Continue Reading December 14, 2017, Case Summaries

The Court has released the list of its November 2017 summary dispositions:

Case Number Date Disposition Judge
Siems v. Pilot Travel Centers, LLC 28254 11-13-17 Affirmed Long
State v. Hanson 28178 11-13-17 Affirmed Sabers
Wright v. Theophilus 28108 11-13-17 Affirmed Pekas
State v. Bortock 28131 11-13-17 Affirmed Long
Schwartz, on behalf of M.N. v. Neuenschwander 28081 11-13-17 Affirmed Linngren
Schwartz, on behalf of M.N. v. Neuenschwander 28082 11-13-17 Affirmed Linngren
State v. Shepard 28142 11-13-17 Affirmed Davis
State v. Fitzgerald 28170 11-13-17 Affirmed Eckrich
State v. Hamling 28171 11-13-17 Affirmed Eckrich
State v. Weber 28184 11-13-17 Affirmed Myren
Ollila, et al. v. Ginsbach, et al. 28206 11-13-17 Affirmed Percy
State v. Eberhardt 28225 11-13-17 Affirmed Means
State v. Popkes 28244 11-13-17 Affirmed Zell
Curran v. Curran 28182 11-13-17 Affirmed Pfeifle
Horn n/k/a Haub v. Horn 28233 11-30-17 Affirmed Day

Oyen v. Lawrence Cnty. Comm’n, 2017 SD 81.  Various landowners petitioned the Lawrence County Commission requesting that the County maintain a road providing access to their homes.  The County denied the landowners’ request.  Oyen appealed the County’s action to circuit court.  The County filed a motion to join the United States of America as an indispensable party.  The court denied the motion, finding the County responsible for the road and directing the County to provide maintenance.  The County appealed, and the Court, per Justice Severson, reversed and remanded for the circuit court to join, if feasible, the United States of America as an indispensable party.  If joinder is not possible, then the circuit court is to determine whether to dismiss the case.

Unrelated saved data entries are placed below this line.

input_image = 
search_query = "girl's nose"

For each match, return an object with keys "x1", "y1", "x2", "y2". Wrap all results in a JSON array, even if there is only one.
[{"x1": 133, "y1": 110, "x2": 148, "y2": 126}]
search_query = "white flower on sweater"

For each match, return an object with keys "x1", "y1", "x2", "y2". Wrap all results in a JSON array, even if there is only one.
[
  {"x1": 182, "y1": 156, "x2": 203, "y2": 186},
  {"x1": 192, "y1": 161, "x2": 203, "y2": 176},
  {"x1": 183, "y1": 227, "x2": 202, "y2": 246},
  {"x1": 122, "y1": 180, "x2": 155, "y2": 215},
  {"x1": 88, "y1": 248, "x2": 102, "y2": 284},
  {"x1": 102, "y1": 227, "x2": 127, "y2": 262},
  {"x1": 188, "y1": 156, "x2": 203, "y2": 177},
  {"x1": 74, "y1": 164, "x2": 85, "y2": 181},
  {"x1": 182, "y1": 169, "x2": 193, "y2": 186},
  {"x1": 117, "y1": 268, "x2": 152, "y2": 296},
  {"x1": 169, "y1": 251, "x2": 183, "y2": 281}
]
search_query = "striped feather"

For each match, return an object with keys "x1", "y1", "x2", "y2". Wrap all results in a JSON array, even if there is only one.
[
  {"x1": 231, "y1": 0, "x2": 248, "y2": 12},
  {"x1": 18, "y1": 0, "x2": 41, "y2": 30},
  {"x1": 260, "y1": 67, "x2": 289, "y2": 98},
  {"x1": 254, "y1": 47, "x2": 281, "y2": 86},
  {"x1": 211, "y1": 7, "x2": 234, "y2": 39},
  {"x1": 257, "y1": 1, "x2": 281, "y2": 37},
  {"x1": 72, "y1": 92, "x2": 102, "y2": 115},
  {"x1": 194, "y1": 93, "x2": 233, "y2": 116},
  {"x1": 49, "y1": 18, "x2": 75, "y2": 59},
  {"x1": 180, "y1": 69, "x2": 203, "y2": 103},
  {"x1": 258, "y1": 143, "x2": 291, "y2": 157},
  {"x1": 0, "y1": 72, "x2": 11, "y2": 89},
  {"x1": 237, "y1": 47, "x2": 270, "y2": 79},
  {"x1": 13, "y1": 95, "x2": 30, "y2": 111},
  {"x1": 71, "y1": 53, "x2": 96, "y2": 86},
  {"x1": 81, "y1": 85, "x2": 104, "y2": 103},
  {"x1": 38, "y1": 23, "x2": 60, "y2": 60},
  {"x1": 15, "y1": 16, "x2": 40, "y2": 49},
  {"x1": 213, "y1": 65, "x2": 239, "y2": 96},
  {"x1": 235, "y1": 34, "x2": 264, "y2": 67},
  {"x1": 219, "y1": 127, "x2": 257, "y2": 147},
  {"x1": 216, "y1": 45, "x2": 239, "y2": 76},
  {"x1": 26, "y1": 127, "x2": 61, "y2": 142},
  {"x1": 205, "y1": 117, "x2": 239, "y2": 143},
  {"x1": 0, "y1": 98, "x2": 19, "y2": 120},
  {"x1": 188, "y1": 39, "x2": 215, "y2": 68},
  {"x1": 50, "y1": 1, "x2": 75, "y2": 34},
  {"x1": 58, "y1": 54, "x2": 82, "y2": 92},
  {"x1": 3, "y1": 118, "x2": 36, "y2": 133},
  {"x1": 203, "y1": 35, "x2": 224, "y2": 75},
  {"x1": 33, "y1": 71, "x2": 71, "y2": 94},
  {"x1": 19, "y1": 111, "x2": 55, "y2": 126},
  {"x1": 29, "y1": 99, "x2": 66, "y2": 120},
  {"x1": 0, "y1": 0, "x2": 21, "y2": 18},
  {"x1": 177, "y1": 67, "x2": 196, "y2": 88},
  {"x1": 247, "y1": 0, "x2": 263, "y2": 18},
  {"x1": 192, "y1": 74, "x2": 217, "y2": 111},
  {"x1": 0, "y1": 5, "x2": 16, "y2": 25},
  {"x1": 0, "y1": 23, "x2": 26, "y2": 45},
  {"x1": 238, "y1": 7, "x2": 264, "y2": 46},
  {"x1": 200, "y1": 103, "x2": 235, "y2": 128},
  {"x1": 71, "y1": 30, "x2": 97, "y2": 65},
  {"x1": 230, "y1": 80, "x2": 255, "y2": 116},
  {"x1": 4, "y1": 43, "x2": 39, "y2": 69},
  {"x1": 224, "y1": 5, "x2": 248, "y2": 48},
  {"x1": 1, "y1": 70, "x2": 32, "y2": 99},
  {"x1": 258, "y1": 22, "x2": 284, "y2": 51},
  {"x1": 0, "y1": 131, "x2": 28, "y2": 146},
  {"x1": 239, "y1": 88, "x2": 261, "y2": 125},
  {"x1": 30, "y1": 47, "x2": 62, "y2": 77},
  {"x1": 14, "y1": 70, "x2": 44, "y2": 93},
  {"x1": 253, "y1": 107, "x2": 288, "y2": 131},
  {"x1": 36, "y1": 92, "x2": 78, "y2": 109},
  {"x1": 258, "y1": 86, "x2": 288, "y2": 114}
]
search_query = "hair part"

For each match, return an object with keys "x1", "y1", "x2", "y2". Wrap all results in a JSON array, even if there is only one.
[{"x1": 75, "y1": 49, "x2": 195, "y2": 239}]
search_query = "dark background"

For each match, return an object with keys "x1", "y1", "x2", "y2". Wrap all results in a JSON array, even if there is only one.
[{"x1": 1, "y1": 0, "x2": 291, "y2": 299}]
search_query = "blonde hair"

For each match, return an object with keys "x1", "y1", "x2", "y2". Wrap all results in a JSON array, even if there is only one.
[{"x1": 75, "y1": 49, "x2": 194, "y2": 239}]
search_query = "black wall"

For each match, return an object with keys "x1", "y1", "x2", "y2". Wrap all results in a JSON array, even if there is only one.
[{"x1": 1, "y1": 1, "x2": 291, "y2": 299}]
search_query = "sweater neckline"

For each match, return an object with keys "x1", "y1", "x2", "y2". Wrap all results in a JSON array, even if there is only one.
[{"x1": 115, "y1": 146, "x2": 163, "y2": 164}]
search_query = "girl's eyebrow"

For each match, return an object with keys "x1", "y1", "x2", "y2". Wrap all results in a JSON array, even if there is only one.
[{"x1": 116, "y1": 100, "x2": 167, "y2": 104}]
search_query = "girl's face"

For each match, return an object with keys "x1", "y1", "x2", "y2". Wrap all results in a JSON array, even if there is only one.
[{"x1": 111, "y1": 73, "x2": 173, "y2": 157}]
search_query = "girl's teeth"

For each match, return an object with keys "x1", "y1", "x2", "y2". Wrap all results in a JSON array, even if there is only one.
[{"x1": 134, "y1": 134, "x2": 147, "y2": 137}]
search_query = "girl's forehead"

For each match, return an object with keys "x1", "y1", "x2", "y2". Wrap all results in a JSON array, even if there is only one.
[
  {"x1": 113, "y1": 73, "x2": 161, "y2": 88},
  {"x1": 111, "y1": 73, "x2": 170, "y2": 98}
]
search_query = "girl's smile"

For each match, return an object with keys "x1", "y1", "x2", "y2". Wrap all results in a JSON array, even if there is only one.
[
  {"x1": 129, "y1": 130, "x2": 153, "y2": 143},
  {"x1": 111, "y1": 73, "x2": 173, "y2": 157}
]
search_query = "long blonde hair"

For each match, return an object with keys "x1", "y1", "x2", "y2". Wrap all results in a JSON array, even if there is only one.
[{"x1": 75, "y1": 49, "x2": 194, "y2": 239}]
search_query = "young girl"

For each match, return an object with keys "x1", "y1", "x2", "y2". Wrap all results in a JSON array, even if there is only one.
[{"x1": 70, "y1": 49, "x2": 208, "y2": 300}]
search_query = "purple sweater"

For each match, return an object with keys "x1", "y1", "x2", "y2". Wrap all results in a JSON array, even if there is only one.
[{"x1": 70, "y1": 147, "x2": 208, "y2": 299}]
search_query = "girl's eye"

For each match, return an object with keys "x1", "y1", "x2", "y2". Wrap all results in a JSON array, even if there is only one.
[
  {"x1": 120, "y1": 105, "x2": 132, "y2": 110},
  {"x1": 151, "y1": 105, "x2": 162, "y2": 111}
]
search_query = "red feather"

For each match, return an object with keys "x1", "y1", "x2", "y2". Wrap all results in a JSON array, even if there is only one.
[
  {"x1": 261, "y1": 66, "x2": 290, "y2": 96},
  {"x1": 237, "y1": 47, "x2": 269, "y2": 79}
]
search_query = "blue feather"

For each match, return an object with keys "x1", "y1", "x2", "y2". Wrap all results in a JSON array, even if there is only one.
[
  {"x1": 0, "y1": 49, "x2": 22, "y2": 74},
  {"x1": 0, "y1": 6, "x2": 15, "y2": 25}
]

State v. Humpal, 2017 SD 82.  The sentencing court imposed a five-year penitentiary term upon the defendant while he was serving a probationary sentence in a different criminal file.  The defendant appealed, arguing that the court imposed an illegal sentence when it placed him under the dual supervision of the judicial and executive branches.  On appeal, the Court, per Retired Justice Wilbur held that, although the sentencing court erred when it placed defendant under simultaneous supervision of two branches of government, defendant is currently only under the supervision of the executive branch.  His sentence was therefore affirmed.

State v. Draskovich, 2017 SD 76.  Draskovich was convicted of threatening a judicial officer and disorderly conduct as a result of statements he made in the Minnehaha County Courthouse.  The circuit court ruled that the statements were “true threats,” rather than First Amendment-protected speech.  He had told the clerk of courts that he could “see why people shoot up courthouses,” and, when discussing a judge’s refusal to grant him a work permit, he commented to Court Administration, “Well, that deserves 180 pounds of lead between the eyes.”  On appeal, the Court, per Justice Zinter, affirmed, concluding that a reasonable recipient would view his statements as “a serious expression of an intent to commit an act of unlawful violence” against court staff and the circuit court judge.